The FSRA also highlighted its recent recruitment of a new supervisory team with experience in the virtual asset industry, which will inform its supervision of the market.
The new guide also confirms the FSRA’s commitment to delivering a robust, transparent and consistent regulatory framework for businesses engaged in virtual asset activities, to enforcing regulatory breaches, and to applying “high standards” in the authorisation process too.
It said: “This discerning approach is shown by the FSRA’s power to only permit VAs that it deems ‘acceptable’, as determined by risk factors such as security and traceability, in order to prevent the build-up of risk from illiquid or immature assets. For stablecoins, in addition to this requirement, we only permit those tokens where price stability is maintained by the issuer holding the same fiat currency it purports to be tokenising on a fully backed 1:1 basis.
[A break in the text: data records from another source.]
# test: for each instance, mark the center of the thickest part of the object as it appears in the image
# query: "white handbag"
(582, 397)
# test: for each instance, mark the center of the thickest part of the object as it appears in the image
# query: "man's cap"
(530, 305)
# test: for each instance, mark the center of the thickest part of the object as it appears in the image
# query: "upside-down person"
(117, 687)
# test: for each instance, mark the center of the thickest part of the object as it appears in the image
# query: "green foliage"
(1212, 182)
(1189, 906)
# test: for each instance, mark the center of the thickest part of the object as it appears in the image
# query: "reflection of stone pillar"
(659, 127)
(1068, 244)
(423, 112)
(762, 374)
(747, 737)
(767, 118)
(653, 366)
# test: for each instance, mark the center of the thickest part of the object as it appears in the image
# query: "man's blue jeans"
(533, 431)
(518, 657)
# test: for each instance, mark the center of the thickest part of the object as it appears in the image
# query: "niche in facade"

This therefore currently prevents the use within ADGM of other types of stablecoins, such as algorithmic stablecoins.”
The other regulatory principles the FSRA has communicated are focused on addressing the risk of money laundering and other financial crime in the virtual asset market, and on engaging with other financial authorities globally.
Though not legally binding, the principles, according to the FSRA, must be “viewed as a complement to the comprehensive detail of our published framework.”